How Mashable Seeds Journalism with Data Science
In journalism, researching what to write about often takes more time and effort than actually writing. But the online news site Mashable has found a way to accelerate the editorial process using a judicious application of big data tech and data science.
Mashable has come a long way since a 19-year-old Pete Cashmore started it in his bedroom in Scotland in 2006. At that time, Cashmore would devour all manner of social media and blogs with the goal of telling people “what they wanted to know next.” It was an entirely manual process, with Cashmore handling all aspects of the operation.
Today, Mashable has emerged as one of the most popular news sites for social trends, politics, and technology. In seeking to become “the media company for the Connected Generation and the voice of digital culture,” the company–ranked as the 266th most popular website in the United States by Alexa–has also leaned heavily on emerging technologies to help it swing above its weight.
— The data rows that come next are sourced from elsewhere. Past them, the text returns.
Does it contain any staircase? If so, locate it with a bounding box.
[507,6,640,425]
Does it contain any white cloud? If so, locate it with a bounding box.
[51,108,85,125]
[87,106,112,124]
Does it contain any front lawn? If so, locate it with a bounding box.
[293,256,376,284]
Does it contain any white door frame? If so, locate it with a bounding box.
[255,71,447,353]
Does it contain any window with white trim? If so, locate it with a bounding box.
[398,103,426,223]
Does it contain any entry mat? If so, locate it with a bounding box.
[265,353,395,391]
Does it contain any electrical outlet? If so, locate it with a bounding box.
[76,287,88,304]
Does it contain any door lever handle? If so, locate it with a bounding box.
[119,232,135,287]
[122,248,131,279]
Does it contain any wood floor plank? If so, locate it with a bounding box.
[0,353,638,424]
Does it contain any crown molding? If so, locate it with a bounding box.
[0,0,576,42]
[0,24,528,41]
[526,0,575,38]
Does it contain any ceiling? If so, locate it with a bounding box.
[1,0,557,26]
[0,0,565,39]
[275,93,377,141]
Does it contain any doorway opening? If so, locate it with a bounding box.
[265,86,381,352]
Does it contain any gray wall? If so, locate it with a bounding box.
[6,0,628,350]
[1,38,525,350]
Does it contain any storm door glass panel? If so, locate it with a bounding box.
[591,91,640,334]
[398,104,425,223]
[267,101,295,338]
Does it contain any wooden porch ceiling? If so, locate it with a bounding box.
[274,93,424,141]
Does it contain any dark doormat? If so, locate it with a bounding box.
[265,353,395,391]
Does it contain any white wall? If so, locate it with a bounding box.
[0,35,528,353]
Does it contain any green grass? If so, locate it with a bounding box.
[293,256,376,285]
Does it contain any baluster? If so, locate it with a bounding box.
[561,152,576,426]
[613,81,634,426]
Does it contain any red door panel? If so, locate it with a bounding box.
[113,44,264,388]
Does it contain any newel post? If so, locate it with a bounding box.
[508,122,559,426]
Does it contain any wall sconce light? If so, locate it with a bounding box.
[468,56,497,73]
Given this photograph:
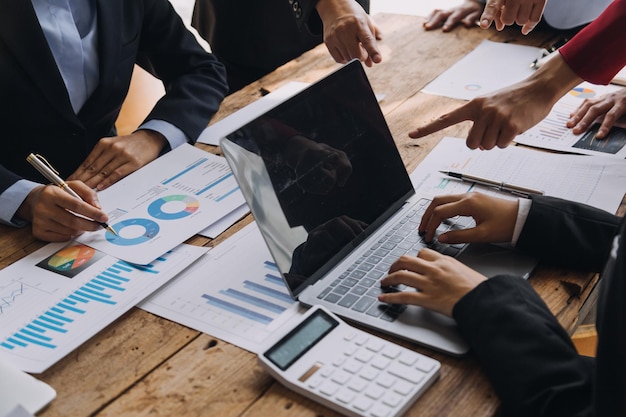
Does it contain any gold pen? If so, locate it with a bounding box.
[440,170,545,198]
[26,153,118,235]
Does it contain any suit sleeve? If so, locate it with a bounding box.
[515,195,620,271]
[136,0,228,142]
[559,0,626,85]
[453,276,594,417]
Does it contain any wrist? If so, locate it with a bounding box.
[527,52,582,106]
[16,185,45,223]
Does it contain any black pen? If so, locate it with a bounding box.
[439,170,545,197]
[530,37,569,69]
[26,153,118,235]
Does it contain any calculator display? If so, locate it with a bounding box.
[265,309,338,371]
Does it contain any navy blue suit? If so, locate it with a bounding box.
[0,0,227,195]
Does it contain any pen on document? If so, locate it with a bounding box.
[439,170,545,197]
[530,37,569,69]
[26,153,118,235]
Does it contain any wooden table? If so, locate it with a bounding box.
[2,14,605,417]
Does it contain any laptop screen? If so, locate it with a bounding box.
[220,61,414,296]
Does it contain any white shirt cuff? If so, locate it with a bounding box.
[0,179,41,226]
[511,198,532,246]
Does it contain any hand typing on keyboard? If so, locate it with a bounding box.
[378,193,520,317]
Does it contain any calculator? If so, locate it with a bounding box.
[258,305,441,417]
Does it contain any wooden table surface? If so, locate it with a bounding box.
[2,14,605,417]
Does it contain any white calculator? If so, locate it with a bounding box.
[258,305,441,417]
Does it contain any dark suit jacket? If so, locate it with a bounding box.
[191,0,370,92]
[452,195,625,417]
[0,0,227,195]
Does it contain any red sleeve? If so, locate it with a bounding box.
[559,0,626,85]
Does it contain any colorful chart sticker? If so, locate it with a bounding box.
[147,195,200,220]
[106,218,160,246]
[37,244,105,278]
[569,87,596,99]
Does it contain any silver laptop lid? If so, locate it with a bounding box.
[220,61,414,297]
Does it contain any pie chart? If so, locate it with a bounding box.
[106,218,160,246]
[569,87,596,99]
[147,195,200,220]
[48,245,97,271]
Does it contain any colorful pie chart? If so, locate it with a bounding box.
[569,87,596,99]
[47,245,97,271]
[106,218,160,246]
[147,195,200,220]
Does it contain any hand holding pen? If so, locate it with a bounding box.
[23,154,117,241]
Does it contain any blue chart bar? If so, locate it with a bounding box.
[263,261,286,286]
[202,294,272,325]
[195,173,234,196]
[215,187,240,202]
[220,289,286,314]
[0,255,167,351]
[243,281,293,304]
[162,158,208,185]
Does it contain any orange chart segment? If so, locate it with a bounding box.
[48,245,96,271]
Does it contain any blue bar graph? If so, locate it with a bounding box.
[0,255,168,351]
[196,173,234,196]
[202,294,273,325]
[162,158,208,185]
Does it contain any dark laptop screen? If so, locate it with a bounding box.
[221,61,414,296]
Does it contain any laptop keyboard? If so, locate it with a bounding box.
[316,198,476,322]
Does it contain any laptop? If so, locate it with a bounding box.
[219,60,537,356]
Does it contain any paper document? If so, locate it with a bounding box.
[410,137,626,214]
[198,203,249,239]
[0,241,206,373]
[515,82,626,157]
[0,359,55,416]
[422,40,540,101]
[140,222,304,353]
[197,82,310,146]
[77,144,244,264]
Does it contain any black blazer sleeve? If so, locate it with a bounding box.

Haile Owusu, chief data scientist at Mashable, recently gave Datanami the inside scoop on Mashable’s secret journalistic weapon, called Velocity, which help a team of 60 editors and reporters not only find topics to write about, but to actually help them write the stories, too.
Big Data Journos
Several years ago, Mashable started building Velocity to scour the Web and social media sites like Twitter and Facebook to find topics that that are trending. The idea was that if you could track early a story that’s starting to pop on Redit but isn’t yet trending widely, then Mashable’s editors can be more proactive and prepared to craft a story when it hits the mainstream.
Owusu was brought in to help extend Velocity to the next level by devising algorithms that could boost the predictive power of the program. Owusu and his team use a combination of natural language processing (NLP) and other machine learning methods to model huge amounts of content ingested into the system.
Based on this extensive corpus of archived stories, Velocity is essentially able to “learn” what a good story looks like–and perhaps more importantly, which ones will do well on social media.
“We have a large historical repository of content that we’ve crawled on the Web,” Owusu says. “A writer can see in real time as they’re writing, what are the nearest pieces in recent memory that correspond to that. The idea there is one can have a sense of where one’s competitive advantage might lie if one sees where one’s nearest competitors are for a given article that you’re writing.”
And Headlines, Too
As the dashboard evolved into a full-blown content management system (CMS) that Mashable editors and reporters use, the writers have learned to lean on the CMS to provide direction.
The system even helps with the editor’s ultimate challenge: writing clever headlines. “We’re actually able to, given a bunch of variants, to make on-the-fly choices about which is going to be better headline to show for that particular article,” Owusu says.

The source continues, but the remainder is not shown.